Маня уже была одета к венцу. Только Навроцкая хотела вывести Маню в гостиную, Навроцкий позвал ее в свой кабинет. В кабинете стоял Фесенко.
— А что, Раиса Михайловна! Как будет с Маниным приданым? Я хочу, и Маня хочет, чтобы вы сейчас выдали мне в руки все векселя на двадцать пять тысяч.
— Для чего это? Да еще в такое время?.. Мне теперь не до того… Гм… это как-то странно: будто вы мне не доверяете… — говорила, запинаясь, Навроцкая.
— Это, видите ли, будет безопаснее, — отозвался Фесенко твердым, хотя и деликатным тоном, еще и поклонился Навроцкой очень вежливо и просто.
— Гм… гм… Однако такое недоверие с вашей стороны меня шокирует.
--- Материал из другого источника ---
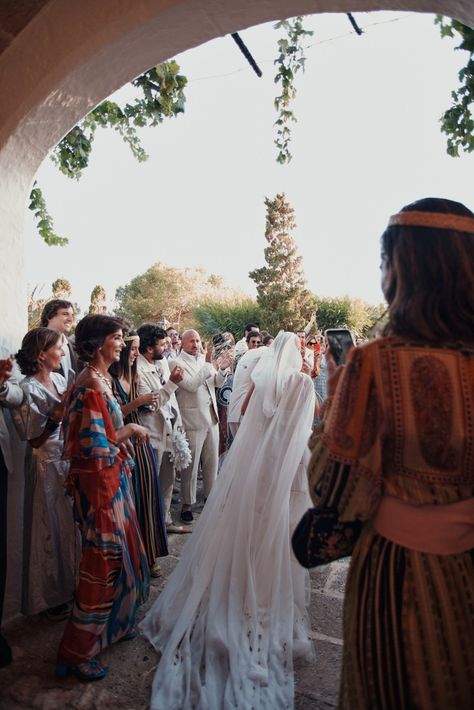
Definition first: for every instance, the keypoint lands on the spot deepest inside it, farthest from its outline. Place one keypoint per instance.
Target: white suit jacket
(160, 418)
(196, 393)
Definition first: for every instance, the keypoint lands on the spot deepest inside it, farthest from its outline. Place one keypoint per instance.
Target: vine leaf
(457, 121)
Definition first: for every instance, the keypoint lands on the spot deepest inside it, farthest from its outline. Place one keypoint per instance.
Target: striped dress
(402, 423)
(146, 487)
(113, 570)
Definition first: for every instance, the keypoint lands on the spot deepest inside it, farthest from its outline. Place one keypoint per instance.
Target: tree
(61, 288)
(282, 296)
(160, 95)
(166, 293)
(98, 300)
(345, 312)
(212, 317)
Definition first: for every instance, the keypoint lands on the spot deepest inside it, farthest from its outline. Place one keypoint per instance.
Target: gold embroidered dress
(402, 423)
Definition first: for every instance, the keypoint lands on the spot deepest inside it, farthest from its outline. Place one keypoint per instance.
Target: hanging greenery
(457, 122)
(161, 95)
(289, 62)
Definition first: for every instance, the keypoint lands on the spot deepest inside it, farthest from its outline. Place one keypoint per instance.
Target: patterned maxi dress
(146, 487)
(113, 572)
(402, 423)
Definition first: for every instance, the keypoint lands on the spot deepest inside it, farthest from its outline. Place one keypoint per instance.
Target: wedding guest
(394, 462)
(113, 573)
(11, 395)
(146, 485)
(196, 397)
(50, 553)
(58, 314)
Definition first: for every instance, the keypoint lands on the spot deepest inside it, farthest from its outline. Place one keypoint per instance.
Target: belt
(434, 529)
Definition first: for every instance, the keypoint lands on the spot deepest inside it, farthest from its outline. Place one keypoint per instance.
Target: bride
(233, 614)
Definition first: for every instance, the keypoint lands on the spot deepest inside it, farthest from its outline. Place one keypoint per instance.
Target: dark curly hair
(429, 283)
(91, 332)
(122, 368)
(51, 308)
(35, 342)
(149, 335)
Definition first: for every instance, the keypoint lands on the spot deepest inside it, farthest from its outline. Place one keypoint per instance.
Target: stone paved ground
(29, 681)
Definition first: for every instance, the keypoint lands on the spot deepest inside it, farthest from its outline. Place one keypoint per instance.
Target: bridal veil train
(233, 614)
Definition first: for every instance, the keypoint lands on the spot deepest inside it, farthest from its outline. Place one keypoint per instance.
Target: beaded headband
(436, 220)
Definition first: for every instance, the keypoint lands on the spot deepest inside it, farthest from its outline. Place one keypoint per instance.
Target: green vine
(290, 61)
(457, 122)
(161, 96)
(44, 222)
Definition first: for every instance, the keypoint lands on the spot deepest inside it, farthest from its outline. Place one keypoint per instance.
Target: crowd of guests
(117, 416)
(113, 416)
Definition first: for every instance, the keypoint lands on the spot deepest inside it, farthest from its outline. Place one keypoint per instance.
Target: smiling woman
(50, 541)
(113, 572)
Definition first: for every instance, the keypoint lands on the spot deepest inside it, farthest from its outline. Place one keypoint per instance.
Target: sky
(367, 141)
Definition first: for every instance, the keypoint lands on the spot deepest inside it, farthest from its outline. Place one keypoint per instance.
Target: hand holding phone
(340, 341)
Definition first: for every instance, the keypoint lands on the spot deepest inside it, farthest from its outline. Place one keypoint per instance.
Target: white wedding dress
(233, 614)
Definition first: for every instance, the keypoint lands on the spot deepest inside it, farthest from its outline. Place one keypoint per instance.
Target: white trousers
(166, 474)
(204, 445)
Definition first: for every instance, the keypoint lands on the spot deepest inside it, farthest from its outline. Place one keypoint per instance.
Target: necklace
(101, 377)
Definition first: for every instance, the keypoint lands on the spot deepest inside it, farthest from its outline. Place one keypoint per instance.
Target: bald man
(196, 397)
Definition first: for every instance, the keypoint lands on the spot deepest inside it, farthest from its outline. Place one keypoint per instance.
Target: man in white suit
(11, 395)
(163, 416)
(197, 403)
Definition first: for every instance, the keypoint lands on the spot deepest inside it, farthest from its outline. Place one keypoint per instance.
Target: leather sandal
(86, 671)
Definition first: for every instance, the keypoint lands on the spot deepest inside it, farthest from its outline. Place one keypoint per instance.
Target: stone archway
(58, 59)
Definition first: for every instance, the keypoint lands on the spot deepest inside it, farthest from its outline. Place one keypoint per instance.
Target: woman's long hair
(122, 369)
(429, 282)
(91, 332)
(33, 344)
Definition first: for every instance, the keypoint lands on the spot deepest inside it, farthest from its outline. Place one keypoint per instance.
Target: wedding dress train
(233, 614)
Я никогда не нарушала своего слова; это уж слишком необычно… Я этого от вас не ожидала, — сказала Навроцкая, очень оскорбленная.
— Как хотите. Дайте векселя, иначе я не пойду с Маней венчаться. Этого и Маня желает. Дом пусть будет ваш, а деньги Манины, и я сейчас передам Мане все векселя, — сказал Фесенко и снова поклонился очень-очень просто и деликатно. Тон его речи был сладок, но настойчив.
"Неискренний, нечестный человек! Я ошиблась. Он обманул меня", — подумала Навроцкая.
Все в кабинете стояли, молчали и молча смотрели друг на друга.
— Чего же ты молчишь? — грянула Навроцкая на Навроцкого.
— Гм… Угу… — буркнул Навроцкий и пожал плечами. — Нечего мне и говорить: деньги не мои, а ваши.
Тем временем в гостиной ждали гости. Невеста стояла наряженная и плакала. Навроцкая думала-думала, а потом вытащила из комода векселя и дала их, однако, не Фесенко, а Мане. Маня молча передала их Фесенко. Навроцкая упала на кресло и чуть не заплакала. Опомнившись, она вышла к гостям. У нее едва хватило сил благословить молодых. В собор она уже не поехала. Не пришлось ей носить свечу вокруг аналоя. Украшенная цветами, обвитая лентами свеча стояла в углу на столике, словно покинутая сирота; ленты висели до самого пола и будто смеялись над Навроцкой веселыми горячими цветами.
Фесенко вскоре быстро пошел вверх. Он был негодным педагогом. Об этом знало начальство, знали его товарищи, знали и школьники. Но он стоял за форму в гимназии, за строгую дисциплину, а шпионство за товарищами довершало дело…
Мурашкова взяла себе место в народной школе в одном украинском селе у самого Днестра, хорошо выучила украинский язык, стала националкой, вела просветительское дело очень усердно и имела хорошее влияние на школу с помощью народного языка. Но года через два к директору школ неожиданно пришла бумага: Мурашкова потеряла место в школе "без объяснения причин".
После того она где-то будто исчезла. Никто не знал, куда она делась; не знала даже ее мать. Прошел год, прошел второй — Мурашкова даже ни разу не подала о себе вести матери. Старая Зоя расспрашивала и переспрашивала людей, перечитывала газеты — никто ничего не слышал о ее дочери.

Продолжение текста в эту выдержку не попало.